Claim 18 recite similar limitations of claim 4, thus are rejected using the same rejection rationale.

Regarding claim 20, Mejdrich in view of Wildman and Clery teaches:
A non-transitory computer readable storage medium having stored thereon an integrated circuit dataset description that when inputted causes an integrated circuit manufacturing system to generate a single instruction multiple data (SIMD) processing unit configured to (Mejdrich, Claim 14. “A program product comprising a computer readable medium and logic definition program code resident on the computer readable medium and defining the circuit arrangement of claim 1.”) The rest of claim 20 recites limitations of claim 1, thus are rejected using the same rejection rationale.

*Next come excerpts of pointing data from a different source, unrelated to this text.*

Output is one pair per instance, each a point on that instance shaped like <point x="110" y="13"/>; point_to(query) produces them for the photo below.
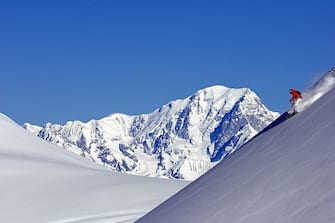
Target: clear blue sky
<point x="67" y="60"/>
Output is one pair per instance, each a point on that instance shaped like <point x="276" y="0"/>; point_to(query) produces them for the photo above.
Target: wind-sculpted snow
<point x="182" y="139"/>
<point x="321" y="87"/>
<point x="41" y="182"/>
<point x="286" y="174"/>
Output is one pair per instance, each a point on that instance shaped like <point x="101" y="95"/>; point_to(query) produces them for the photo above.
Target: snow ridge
<point x="182" y="139"/>
<point x="321" y="87"/>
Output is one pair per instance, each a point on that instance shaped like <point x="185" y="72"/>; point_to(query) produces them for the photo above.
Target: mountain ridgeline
<point x="182" y="139"/>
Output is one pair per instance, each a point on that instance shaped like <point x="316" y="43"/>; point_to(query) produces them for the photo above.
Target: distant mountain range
<point x="182" y="139"/>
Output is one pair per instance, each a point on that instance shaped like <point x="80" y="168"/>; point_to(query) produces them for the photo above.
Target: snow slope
<point x="182" y="139"/>
<point x="286" y="174"/>
<point x="322" y="86"/>
<point x="41" y="182"/>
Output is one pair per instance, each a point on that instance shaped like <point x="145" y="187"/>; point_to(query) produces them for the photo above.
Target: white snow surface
<point x="286" y="174"/>
<point x="309" y="96"/>
<point x="41" y="182"/>
<point x="182" y="139"/>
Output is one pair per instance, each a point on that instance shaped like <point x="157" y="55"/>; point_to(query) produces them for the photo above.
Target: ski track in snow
<point x="119" y="217"/>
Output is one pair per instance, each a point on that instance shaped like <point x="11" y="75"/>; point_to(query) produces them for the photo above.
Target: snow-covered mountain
<point x="182" y="139"/>
<point x="41" y="182"/>
<point x="286" y="174"/>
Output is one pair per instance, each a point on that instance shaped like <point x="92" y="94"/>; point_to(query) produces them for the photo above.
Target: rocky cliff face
<point x="182" y="139"/>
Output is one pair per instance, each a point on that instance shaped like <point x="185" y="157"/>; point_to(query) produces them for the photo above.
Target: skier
<point x="295" y="95"/>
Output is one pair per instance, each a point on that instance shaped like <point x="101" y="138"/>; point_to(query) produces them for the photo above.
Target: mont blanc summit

Claims 2-3, 16-17 are rejected under 35 U.S.C. 103 as being unpatentable over Mejdrich in view of Wildman and Clery and further in view of Teruyama et al. (US 2007/0182750 A1, Teruyama).
Regarding claim 2, Mejdrich in view of Wildman and Clery teaches:
The SIMD processing unit of claim 1, wherein the logic is configured
However, Mejdrich in view of Wildman and Clery does not, but Teruyama teaches:
 to set indicators to indicate how the work items have been assembled into the tasks. ([0117], “For example, in FIG. 6, a stamp with STID=15 is inside the triangle. Accordingly, all the pixels contained in this stamp need to be drawn. However, for example, for a stamp with STID=7, pixels with PIXIDs=0 to 8, 12, 13, and 15 are outside the triangle and need not be drawn. Only the pixels with PIXIDs=9 to 11 and 14 need to be drawn. Thus, pixels that need to be drawn are hereinafter referred to as "valid" pixels, whereas pixels that need not be drawn are hereinafter referred to as "invalid" pixels.”[0138]-[0139], “The quad merge operation is such a process as described below with reference to FIG. 13. FIG. 13 is a conceptual drawing of a quad merge operation. The quad merge operation involves merging two temporally successive stamps with the same XY coordinates into one stamp. By the quad merge, valid quads in two stamps can be compounded into one stamp and can be processed at a time. Thus, the amount of data to be subjected to the rendering process can be compressed. As shown in FIG. 13, the four quads contained in one stamp are hereinafter referred to as quads Q0 to Q3. It is assumed that first, the stamp 1 in which the quads Q0 and Q2 are valid, whereas the quads Q1 and Q3 are invalid is input to the instruction control unit and that the stamp 2 in which the quads Q1 and Q2 are valid, whereas the quads Q0 and Q3 are invalid is subsequently input to the instruction control unit. In this case, the two stamps 1 and 2 are merged to generate a new stamp containing the quads Q0 and Q2 of the stamp 1 and the quads Q1 and Q2 of the stamp 2. This process is the quad merge operation. The newly generated stamp is hereinafter referred to as a thread so as to be distinguished from the stamp not subjected to the quad merge operation.” Mejdrich in view of Wildman and Clery teaches assembling work items together into a task. Teruyama teaches using an indicator to indicate how the work items are assembled into a task.  Using an indicator provides an easy and straight forward way for system to identify valid and invalid work items. It would have been obvious before the effective filing date of the claimed invention to a person having ordinary skill in the art to have combined the teachings of Mejdrich in view of Wildman and Clery with the specific teachings of Teruyama to easily identify how work items are assembled.)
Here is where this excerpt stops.